The guiding objective for the formulation of the mind-moment theory would seem to be for exactitude of definition. So while the Buddha spoke of the mind ‘changing while it stands’, the abhidhamma just speaks of ‘standing’. It is much easier to define a static entity than a process evolving over time. This is why a butterfly collector wants to have his butterflies dead, with a pin stuck through their heart and a little label underneath, not madly meandering about in the woods. The dead mind. But the Buddha was not a butterfly collector, he was an observer of nature. He wanted us to watch the flight and flitter of the butterfly, to understand how it behaves in its natural environment, and to follow it gently, delicately, quietly until it settles down to rest and be still according to its nature – which he called ‘samadhi’....
Just what is going on here? Why postulate such an odd theory, raising so many pseudo-problems, and so contrary to the suttas, to common sense, and to experience? What is occurring, I suggest, is that the domain of discourse has been shifted from the empirical to the metaphysical. The suttas treat time in a straightforward, pragmatic, empirical terms – birth, ageing, and death, the changing states of the mind, the progressive development of spiritual qualities. The purpose, the sole purpose, is to empower the practitioner to get a handle on this stuff of life, directing attention to the seat of the problem – how our attachments cause suffering, and how to find peace by letting go. But the abhidhamma aims to describe, not just the spiritual problem and its solution, but the totality of existence. Inevitably, the subjective stance of the suttas becomes objectified, and as the focus moves from meditation to study, the concepts in the books become imposed on reality; in fact, they become reality itself. The quest for truth becomes a quest for definition, and reality becomes as neatly departmentalized as a mathematical table. ‘Ultimate reality’ becomes, not what you are experiencing now, but what you read about in abhidhamma books.

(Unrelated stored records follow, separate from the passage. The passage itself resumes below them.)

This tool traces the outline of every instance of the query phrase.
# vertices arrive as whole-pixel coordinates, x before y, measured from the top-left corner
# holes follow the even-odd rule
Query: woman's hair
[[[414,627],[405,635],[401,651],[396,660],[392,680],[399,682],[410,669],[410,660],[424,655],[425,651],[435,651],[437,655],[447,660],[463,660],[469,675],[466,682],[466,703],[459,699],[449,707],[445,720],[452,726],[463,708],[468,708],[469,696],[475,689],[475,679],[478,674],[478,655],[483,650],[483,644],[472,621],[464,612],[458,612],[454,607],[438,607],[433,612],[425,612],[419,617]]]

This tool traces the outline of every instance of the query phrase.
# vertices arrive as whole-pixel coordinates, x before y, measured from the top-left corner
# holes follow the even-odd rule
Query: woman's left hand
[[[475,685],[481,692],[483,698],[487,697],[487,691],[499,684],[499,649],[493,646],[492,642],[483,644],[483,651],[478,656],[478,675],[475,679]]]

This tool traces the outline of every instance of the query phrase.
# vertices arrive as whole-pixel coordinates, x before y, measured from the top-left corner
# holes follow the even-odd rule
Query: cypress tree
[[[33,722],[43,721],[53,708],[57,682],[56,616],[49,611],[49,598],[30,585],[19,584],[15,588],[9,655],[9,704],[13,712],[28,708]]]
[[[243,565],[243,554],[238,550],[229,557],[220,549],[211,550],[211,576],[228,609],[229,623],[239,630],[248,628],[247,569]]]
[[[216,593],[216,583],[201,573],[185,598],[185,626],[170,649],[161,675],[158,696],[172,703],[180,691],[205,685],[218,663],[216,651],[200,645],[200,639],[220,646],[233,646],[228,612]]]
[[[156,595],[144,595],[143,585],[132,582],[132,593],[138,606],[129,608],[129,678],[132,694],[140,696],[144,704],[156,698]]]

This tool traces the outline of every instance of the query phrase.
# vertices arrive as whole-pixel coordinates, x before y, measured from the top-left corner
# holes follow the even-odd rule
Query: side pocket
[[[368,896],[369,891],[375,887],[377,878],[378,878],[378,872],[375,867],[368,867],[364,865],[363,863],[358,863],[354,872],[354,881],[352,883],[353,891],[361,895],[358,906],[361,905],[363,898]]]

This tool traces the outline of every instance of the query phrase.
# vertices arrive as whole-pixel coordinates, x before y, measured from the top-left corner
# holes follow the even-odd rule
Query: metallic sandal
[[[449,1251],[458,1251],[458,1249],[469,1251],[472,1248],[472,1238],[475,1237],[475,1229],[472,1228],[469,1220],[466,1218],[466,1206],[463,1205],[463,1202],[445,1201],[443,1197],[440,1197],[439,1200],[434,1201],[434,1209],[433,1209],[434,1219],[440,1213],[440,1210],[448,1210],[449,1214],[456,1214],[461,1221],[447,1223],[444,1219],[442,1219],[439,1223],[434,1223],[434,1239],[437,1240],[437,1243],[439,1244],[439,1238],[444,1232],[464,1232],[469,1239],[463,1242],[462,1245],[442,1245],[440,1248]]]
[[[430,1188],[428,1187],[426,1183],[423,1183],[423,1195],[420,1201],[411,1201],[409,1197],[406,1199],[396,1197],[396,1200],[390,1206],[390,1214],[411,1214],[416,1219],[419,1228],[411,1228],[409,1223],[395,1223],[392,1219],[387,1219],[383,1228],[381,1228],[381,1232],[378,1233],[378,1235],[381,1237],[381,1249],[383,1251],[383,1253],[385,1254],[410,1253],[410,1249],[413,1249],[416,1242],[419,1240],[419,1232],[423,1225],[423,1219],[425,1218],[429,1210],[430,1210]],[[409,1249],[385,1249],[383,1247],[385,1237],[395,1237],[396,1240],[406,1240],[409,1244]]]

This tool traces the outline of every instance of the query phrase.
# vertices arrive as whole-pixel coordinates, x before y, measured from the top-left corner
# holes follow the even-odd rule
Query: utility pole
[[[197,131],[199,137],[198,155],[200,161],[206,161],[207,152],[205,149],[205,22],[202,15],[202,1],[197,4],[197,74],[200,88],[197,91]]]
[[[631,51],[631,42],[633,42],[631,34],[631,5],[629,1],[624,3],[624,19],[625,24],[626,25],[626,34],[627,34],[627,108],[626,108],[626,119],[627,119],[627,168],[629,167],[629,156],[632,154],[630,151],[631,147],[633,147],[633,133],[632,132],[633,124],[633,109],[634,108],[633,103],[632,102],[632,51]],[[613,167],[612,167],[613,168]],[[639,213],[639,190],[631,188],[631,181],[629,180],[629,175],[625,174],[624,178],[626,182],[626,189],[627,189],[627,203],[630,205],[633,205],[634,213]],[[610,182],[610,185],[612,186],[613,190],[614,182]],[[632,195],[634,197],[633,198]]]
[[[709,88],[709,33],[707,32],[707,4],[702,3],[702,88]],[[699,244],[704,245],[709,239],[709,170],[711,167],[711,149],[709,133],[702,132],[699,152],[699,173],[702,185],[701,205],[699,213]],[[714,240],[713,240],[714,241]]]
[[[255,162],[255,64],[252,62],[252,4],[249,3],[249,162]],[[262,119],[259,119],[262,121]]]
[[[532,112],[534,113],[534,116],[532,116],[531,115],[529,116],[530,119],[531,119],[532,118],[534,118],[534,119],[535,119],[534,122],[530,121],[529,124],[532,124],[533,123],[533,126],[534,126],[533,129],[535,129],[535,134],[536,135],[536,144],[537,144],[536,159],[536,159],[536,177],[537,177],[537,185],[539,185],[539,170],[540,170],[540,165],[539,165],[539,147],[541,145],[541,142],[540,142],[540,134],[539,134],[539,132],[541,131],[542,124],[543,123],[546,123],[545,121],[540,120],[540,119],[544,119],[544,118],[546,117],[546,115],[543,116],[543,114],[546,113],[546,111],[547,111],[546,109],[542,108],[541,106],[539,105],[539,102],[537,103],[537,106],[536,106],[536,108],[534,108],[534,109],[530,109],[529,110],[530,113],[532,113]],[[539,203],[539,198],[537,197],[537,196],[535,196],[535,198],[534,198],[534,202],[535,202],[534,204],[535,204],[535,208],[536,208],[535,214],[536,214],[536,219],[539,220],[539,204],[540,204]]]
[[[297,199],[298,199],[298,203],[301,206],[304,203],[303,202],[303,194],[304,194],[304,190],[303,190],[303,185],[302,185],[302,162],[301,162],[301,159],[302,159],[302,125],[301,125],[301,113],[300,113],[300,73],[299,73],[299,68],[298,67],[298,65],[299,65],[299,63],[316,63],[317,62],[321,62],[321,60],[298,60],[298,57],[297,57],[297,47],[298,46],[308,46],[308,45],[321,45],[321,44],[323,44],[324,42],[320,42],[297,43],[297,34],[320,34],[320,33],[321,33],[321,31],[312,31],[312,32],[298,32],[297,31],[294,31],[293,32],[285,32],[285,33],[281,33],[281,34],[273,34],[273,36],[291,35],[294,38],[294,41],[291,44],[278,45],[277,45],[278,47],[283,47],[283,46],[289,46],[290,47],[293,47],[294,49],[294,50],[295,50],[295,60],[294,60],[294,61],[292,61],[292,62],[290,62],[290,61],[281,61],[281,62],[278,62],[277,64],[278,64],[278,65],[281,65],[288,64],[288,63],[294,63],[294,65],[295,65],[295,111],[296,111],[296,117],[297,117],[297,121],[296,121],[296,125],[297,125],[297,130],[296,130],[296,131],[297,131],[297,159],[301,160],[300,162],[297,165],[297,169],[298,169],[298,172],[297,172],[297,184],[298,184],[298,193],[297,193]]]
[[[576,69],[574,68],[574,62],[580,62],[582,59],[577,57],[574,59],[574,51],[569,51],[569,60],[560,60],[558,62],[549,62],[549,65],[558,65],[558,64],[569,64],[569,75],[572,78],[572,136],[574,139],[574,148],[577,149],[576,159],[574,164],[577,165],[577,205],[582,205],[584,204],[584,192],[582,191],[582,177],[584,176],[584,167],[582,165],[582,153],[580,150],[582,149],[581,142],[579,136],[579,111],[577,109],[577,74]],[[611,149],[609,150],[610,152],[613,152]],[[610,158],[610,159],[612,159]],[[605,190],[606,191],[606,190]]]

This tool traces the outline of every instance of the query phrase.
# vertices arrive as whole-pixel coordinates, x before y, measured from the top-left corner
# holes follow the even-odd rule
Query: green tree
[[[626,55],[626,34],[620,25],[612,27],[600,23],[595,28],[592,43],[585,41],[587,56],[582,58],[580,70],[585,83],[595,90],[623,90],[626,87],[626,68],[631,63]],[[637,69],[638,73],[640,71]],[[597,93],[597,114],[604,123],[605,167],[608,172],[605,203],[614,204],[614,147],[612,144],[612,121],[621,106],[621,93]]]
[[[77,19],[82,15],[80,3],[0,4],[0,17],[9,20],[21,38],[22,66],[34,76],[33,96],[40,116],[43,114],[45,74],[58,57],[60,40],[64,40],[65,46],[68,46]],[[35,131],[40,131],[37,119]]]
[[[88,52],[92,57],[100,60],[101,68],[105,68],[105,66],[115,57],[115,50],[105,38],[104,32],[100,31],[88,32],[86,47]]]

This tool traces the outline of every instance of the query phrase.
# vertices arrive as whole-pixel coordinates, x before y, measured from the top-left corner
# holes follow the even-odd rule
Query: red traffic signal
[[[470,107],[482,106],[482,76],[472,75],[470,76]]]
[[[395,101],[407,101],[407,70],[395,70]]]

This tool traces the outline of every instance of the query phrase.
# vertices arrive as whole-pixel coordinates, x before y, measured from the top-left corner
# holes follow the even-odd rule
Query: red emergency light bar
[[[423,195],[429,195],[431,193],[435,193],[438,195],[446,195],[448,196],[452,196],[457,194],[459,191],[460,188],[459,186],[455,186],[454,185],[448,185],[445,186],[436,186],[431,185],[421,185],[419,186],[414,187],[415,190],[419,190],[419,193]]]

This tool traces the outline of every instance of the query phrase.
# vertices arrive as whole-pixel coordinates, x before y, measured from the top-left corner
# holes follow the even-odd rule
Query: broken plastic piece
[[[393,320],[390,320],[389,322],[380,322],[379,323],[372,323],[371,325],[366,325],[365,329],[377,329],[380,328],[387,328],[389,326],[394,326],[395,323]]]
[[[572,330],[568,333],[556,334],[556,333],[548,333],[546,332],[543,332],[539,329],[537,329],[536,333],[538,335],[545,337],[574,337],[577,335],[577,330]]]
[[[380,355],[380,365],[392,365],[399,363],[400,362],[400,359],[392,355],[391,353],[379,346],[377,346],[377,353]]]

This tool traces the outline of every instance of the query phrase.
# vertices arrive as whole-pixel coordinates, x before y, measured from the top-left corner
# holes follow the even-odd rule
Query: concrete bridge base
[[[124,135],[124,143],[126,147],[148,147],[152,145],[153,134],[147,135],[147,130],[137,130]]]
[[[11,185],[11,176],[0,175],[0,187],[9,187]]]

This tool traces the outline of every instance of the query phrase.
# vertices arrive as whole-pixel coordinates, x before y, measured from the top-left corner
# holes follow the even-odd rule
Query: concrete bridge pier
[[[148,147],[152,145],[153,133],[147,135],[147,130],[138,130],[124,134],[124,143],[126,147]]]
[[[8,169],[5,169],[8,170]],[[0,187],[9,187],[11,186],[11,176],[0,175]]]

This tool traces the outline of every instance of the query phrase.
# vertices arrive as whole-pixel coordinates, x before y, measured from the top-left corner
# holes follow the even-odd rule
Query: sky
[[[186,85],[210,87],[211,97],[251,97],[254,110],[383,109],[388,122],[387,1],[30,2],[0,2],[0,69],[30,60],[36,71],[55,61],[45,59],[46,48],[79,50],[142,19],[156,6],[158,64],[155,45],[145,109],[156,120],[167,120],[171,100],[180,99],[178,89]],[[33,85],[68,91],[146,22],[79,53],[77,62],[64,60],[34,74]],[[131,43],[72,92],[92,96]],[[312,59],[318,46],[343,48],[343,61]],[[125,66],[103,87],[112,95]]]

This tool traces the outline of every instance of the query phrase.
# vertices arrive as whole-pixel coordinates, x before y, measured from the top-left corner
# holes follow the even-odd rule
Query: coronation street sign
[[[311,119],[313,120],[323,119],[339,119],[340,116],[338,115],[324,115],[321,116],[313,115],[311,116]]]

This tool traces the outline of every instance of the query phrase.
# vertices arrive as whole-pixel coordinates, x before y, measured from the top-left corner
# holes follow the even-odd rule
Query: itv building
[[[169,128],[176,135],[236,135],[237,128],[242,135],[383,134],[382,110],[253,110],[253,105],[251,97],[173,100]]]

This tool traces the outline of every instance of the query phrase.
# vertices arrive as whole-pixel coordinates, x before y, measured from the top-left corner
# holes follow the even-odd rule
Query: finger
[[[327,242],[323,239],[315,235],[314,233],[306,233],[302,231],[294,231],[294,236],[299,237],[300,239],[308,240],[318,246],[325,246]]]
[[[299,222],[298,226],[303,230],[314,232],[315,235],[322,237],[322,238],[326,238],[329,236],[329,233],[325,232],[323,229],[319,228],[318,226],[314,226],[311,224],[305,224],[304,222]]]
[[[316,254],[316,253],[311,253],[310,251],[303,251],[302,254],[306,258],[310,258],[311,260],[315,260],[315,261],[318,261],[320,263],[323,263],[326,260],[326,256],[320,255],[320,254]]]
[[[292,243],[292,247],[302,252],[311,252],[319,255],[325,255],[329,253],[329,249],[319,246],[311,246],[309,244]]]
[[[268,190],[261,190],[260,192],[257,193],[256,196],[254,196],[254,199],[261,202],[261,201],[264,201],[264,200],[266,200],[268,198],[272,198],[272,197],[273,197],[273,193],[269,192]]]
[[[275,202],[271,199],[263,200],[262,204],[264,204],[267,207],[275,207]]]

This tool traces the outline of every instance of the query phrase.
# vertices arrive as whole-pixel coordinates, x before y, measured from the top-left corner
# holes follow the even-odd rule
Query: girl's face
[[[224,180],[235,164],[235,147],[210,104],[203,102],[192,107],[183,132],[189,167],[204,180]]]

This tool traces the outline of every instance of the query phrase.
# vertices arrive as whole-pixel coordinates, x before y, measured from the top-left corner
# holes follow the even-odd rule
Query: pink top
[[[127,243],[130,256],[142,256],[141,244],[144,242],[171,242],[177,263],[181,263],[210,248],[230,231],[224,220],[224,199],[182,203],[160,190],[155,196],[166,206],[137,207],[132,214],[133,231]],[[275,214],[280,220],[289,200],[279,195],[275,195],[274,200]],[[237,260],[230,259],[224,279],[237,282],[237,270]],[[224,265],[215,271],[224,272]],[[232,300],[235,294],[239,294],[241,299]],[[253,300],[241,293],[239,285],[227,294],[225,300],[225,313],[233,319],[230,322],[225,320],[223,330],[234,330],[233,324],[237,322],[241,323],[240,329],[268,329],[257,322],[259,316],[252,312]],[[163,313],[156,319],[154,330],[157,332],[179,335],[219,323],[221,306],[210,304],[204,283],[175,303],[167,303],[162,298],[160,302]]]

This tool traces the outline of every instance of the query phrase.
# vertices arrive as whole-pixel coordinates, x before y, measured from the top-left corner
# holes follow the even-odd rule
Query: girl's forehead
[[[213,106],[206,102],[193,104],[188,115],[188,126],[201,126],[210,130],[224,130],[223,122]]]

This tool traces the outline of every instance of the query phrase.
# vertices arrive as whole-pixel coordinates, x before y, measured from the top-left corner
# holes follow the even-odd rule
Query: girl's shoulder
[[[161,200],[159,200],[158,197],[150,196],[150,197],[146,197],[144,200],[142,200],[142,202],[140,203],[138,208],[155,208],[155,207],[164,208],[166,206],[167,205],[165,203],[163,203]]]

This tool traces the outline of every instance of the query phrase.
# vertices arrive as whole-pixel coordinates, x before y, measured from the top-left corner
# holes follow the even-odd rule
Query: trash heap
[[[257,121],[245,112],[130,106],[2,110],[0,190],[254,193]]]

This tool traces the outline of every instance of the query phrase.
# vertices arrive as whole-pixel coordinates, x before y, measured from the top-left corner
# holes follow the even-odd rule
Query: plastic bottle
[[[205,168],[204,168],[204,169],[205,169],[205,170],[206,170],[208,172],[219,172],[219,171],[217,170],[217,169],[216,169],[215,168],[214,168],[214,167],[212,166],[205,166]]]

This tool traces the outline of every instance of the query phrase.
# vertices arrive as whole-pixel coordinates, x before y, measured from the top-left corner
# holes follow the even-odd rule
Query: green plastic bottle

Find this hard to swallow? You might be interested to know that in contemporary abhidhamma circles it is, apparently, the orthodox position that the series of ‘mind-moments’ can only be directly seen by Buddhas, and perhaps chief disciples. This is, admittedly, challenged by some, who claim it can be seen in meditation. In just the same way, a Christian meditator will claim to see God, or a Hindu to see the universal Self. Seek and ye shall find. The very fact that such a controversy could possibly arise is a sign how far we have drifted from the Buddha’s pragmatic empiricism. This is bad enough; but even worse when we realize that the theory in question made its appearance a millennium after the Buddha’s time. This, for me, is as good as an admission that the whole thing is mere metaphysical speculation. No wonder the abhidhammikas have been so keen to father the canonical abhidhamma (and sometimes even the commentaries!) on the Buddha himself, despite massive evidence to the contrary.